Published on Tuesday, December 11, 2018

In my recent project, I'm providing some integration services (APIs) that are used by the web application to fetch data from source systems. This is a legacy project that I inherited. To be honest, this was a PoC and we all know how PoCs are developed and very often continue to be used in production. That is why I have been rewriting/refactoring this codebase (I even tweeted about this a while ago) in every sprint to improve the code quality and cleaning up a lot of code. Since I don't have a proper code coverage for all the source code, I'm always concerned when I'm continuously developing and refactoring this codebase. I'm often concerned (rightfully so) that I'll break my API and will eventually bring down the system due to some stupid mistake.  But until I can have a good enough code coverage I want to be confident that I'm not breaking my APIs whenever I'm pushing a new release to production. Now I've taken quite a lot of steps over past few months (from having proper CI/CD pipeline to having slots support to have the availability for new releases etc) to clean up the codebase and continue to have my services up-and-running, one thing I'm particularly excited about is Postman.

If you are involved in RESTful API development, chances are you are already aware of Postman or atleast have heard of it. But in case this is the first time you heard about the tool, I'll give you a very quick intro about it. 

"Postman mkes API Development Simple" Postman website

Postman is a powerful HTTP client for testing web services. It makes API development faster, easier and better. You can read more about it on their official website

I've been using postman during my development (testing APIs etc) but for last few weeks, I've started to write integration tests for my APIs so that whenever I'm making any changes or creating a new release (for any environment), I can quickly run the collection and make sure everything is still functioning as expected. 

This is not a replacement for having a proper unit test (with good enough code coverage) but I find it very useful to quickly verify that I haven't broken the core functionality of my solution. 

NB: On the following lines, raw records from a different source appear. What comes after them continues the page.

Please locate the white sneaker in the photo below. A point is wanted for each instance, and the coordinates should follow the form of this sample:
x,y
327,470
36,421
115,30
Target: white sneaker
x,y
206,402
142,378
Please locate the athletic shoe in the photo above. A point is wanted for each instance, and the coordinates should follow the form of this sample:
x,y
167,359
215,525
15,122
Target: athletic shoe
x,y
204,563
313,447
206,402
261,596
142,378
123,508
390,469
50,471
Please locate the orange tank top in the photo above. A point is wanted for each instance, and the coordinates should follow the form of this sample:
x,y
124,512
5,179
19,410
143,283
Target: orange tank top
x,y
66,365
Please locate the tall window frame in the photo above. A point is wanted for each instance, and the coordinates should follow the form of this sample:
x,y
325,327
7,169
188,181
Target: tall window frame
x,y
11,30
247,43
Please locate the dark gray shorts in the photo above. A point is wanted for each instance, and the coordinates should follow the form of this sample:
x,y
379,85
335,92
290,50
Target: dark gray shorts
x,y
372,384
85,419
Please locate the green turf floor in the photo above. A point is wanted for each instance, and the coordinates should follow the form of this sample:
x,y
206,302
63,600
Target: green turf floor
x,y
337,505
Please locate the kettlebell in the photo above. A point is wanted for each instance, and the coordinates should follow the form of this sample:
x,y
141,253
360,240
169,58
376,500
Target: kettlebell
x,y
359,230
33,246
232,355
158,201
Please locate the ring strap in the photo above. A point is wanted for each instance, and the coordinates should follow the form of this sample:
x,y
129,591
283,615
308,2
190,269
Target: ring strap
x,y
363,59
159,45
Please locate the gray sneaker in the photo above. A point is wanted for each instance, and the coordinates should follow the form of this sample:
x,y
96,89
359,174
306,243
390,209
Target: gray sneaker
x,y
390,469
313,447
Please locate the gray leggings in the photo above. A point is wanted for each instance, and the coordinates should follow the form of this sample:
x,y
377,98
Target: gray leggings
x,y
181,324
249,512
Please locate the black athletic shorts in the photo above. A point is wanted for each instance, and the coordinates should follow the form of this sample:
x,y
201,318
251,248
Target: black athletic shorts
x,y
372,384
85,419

Here are some features I'm using with Postman for my integration tests

  • Test automation
    • Collections
      • One big collection to run tests for all services in one go
    • Separate collections for each service (API) with calls of each operation that API exposes/supports
    • Extended tests to cover different scenarios
  • Debugging
    •  Pre-script and tests for individual calls
  • Environment variables - to have the possibility to test the APIs towards any environment that I want to test 

Even though I've used quite a few features so far but it doesn't end here. Here is what I have planned to take advantage of other features as I go along. 

  • Integrating postman in my CI/CD (newman) so that I can auto swap my slots for the web application if everything is green
  • Mocking
  • Continue to extend my tests cases to increase coverage

How are you using Postman in your projects? Have you found anything intersting/useful that you would like to share?